Flucht nach vorn

Hartmut Mehdorn suchte sein Heil gestern in einer dramatischen Offensive: "Wir haben kein Recht und kein Gesetz gebrochen. Wir lassen uns nicht kriminalisieren, wir haben unsere Mitarbeiter nicht bespitzelt", stellte der Bahnchef mit deutlichen Worten bei einer eilig einberufenen Pressekonferenz im Bahntower klar.

Berlin. So unterschiedlich kann die Wahrnehmung sein - wer gehofft hatte, der rastlose, im Berliner Regierungsviertel jedoch weitgehend unbeliebte Top-Manager würde klein beigeben, sich gar bei seinen Mitarbeiten entschuldigen, der sah sich getäuscht.

"Es war ein typischer Hartmut Mehdorn. Er gegen den Rest der Welt", urteilte anschließend der grüne Verkehrsexperte Winfried Hermann. In der Tat, der Vorstandschef ist dafür bekannt, seine scharfen Krallen auszufahren, wenn er sich und sein Unternehmen ungerecht behandelt sieht. Und das ist fast immer der Fall. Zuletzt beim Thema Bonuszahlungen für die Konzernspitze bei einem Börsengang; diesmal sieht sich das Unternehmen dem Vorwurf der Bespitzelung ausgesetzt. Denn die Bahn hat im Kampf gegen Korruption nach eigenen Angaben 173 000 ihrer 240 000 Mitarbeiter heimlich überprüft. Selbst dem inzwischen immensen politischen Druck trotzte der 66-Jährige gestern mit seinem Auftritt. Gegen "polemisch und überzogen dargestellte Vorwürfe" werde man sich wehren - und gemeint waren damit nicht nur die Medien, sondern auch die Verkehrspolitiker des Bundestages. In dieser Woche waren sie (mal wieder) harsch mit dem Bahnchef ins Gericht gegangen, nachdem im Verkehrsauschuss überraschend das Ausmaß der Datenkontrolle bekannt geworden war. Man muss allerdings wissen, dass der unerbittliche Mehdorn bei den Parlamentariern schon lange jeglichen Kredit verspielt hat: Zu viele Affronts in der Kommunikation, zu viele Unhöflichkeiten im Umgang mit den gern gebauchpinselten Abgeordneten leistete er sich in der Vergangenheit. Und selbst wenn er im Recht ist, hat er deshalb doch stets schlechte Karten. Die Bahn sei bei der Bekämpfung der Korruption "beispielhaft", wie die Anti-Korruptionsorganisation "Transparency" festgestellt habe, meinte Mehdorn.
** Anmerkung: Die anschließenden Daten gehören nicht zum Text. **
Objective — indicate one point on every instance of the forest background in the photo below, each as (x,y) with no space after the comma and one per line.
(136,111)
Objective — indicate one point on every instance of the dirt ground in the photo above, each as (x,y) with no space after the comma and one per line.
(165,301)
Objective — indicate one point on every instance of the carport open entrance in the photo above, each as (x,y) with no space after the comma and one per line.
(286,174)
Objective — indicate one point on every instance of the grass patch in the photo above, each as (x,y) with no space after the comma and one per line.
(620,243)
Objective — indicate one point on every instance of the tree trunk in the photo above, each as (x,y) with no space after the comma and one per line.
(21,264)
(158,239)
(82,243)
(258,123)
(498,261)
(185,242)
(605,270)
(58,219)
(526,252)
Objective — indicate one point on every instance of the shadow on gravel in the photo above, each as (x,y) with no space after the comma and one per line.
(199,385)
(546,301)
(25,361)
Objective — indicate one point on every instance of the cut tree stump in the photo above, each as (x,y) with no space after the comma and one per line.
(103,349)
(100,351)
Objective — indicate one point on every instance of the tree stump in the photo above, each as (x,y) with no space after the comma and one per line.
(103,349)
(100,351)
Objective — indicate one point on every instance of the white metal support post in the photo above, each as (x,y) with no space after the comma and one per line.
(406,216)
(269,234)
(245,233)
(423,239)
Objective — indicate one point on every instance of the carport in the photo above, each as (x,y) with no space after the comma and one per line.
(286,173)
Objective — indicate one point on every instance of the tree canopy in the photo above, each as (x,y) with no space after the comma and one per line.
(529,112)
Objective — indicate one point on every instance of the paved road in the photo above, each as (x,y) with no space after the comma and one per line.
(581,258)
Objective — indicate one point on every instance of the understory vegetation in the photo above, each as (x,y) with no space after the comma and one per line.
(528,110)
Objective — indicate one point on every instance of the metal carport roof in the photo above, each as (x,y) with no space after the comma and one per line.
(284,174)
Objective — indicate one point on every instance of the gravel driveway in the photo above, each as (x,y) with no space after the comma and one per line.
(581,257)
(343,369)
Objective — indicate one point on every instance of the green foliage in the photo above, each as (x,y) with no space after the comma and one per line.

Kanzlerin erwartet lückenlose Aufklärung



In den nächsten Wochen werden die diversen Gremien des Konzerns sowie der Verkehrsausschuss des Bundestages die Datenaffäre unter die Lupe nehmen. Dabei geht es auch um die Frage, ob Mehdorn von alledem tatsächlich nichts gewusst hat. Das Unternehmen will zudem von sich aus die Staatsanwaltschaft einschalten. Diese solle Aufklärung schaffen und einer "unverantwortlichen Skandalisierung" den Boden entziehen. Zumindest diese Maßnahme dürfte Angela Merkel gefallen: "Wir erwarten lückenlose Aufklärung und Information", hatte sie dem Bahnchef mitteilen lassen. Bislang hat die Kanzlerin - wie schon ihr Vorgänger Gerhard Schröder - stets die schützende Hand über den durchaus erfolgreichen, aber völlig undiplomatischen Manager gehalten.

Manch einer fragt sich inzwischen, wann Merkels Vorrat an Geduld aufgebraucht ist.